However, I suspect that absences are helping Rafa to an extent. His seven month injury break was prolonged through fever, he was ready to play before Oz, which meant that he was lean and hungry when he came back last season. This season, he's been cursed with back and wrist issues, but again, he'll be hungry as a wolf when he returns. So these absences help sharpen him - but they're becoming too frequent. This is why I wish he'd take care of his scheduling and skip rubbish like this Indian trinket thingy...
Agreed on the scheduling, as I said in the other thread. And Rafa does seem to follow a pattern: Come back from injury and down in the rankings, destroy everything in his path until he returns to #1, be upset in a Slam and/or injured, miss time, wash, rinse and repeat. But the problem is, as you say, this is happening at a more frequent rate and, the older one gets, the harder and slower comebacks are. At some point Rafa might just say, "F it, I'm going to hang on the beach with Xisca." Whether that is a year or two from now or five years from now, who knows - but I suspect he won't be playing five years from now.
DarthFed said:
In a way it has been rapid aside from 2012 and 2013. In 2012 he kind of turned back the clocks through Wimbledon and was highly motivated after very difficult losses in the 2nd half of 2011. In 2013 I think it was a lot of things and a nagging back problem was just part of it. 2014 looks more like 2011 but just a bit worse IMO. And as always I disagree with the Dude regarding Roger's career path. 2008- AO 2010 was the small step down, what came after was a large decline.
The thing is, it is hard to say when he started declining because Rafa came fully into his own in 2008, with Novak and Andy coming up behind him. Now certainly there was a big drop in win percentage from 2005-06 (95%) to 2007 (88%) to 2008 (81%). But he went back up a bit in 2009 (84%) and has basically been steady in the 83-86% range from 2009-2014, with the exception of 2013 (73%). In other words, his overall performance seems to support the idea that his decline has been minimal really from 2008 to 2014. Now clearly win% isn't everything, and we have to take into account his performance at big tournaments. All that said, I think he took a half-step down from 2006 to 2007, another half-step fro 2007 to 2008, and another half-step from 2009 to 2010, but it has been pretty steady since then - with the confusing exception of 2013. I suppose his Slam results in 2014, compared to 2010-12, point to further decline, but it isn't by much.
As a side note, here is how good Roger was in 2006: He played in 12 big tournaments, including four Slams, the WTF, and seven Masters. Of those 12, he only didn't make the final in one - Cincinnati, in which he lost to a 19-year old Andy Murray in the 2nd round. But that, to me, is just incredible: playing in the final of 11 out of the 12 big tournaments he played, in (and going 8-3...all three losses to Rafa, of course).
Even Novak in 2011 wasn't as dominant - he played in the finals of 9 of the 12 big tournaments (although went 8-1). Rafa in 2013 played in the finals of 9 of 12 big tournaments, going 7-2.
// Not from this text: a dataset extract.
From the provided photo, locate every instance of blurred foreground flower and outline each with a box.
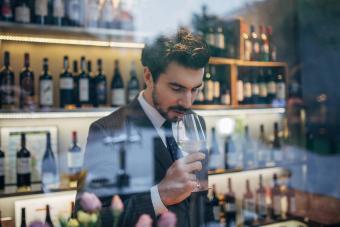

So yeah, it is clear that Roger was at his very best in 2006, with 2007 being a slight down-step, at least beyond he Slams and WTF (he went 4-5 in both years). But was he that much worse in 2008? Or was it simply that Rafa had come fully into his own? I think it is a bit of both, that he took a half-step down AND Rafa took a step forward. The fact of the matter is that Roger's winning percentage vs. everyone else also declined, so it isn't like Rafa was single-handedly responsible for his decline.
But I do tend to agree with Kieran, that his decline has been quite gradual since.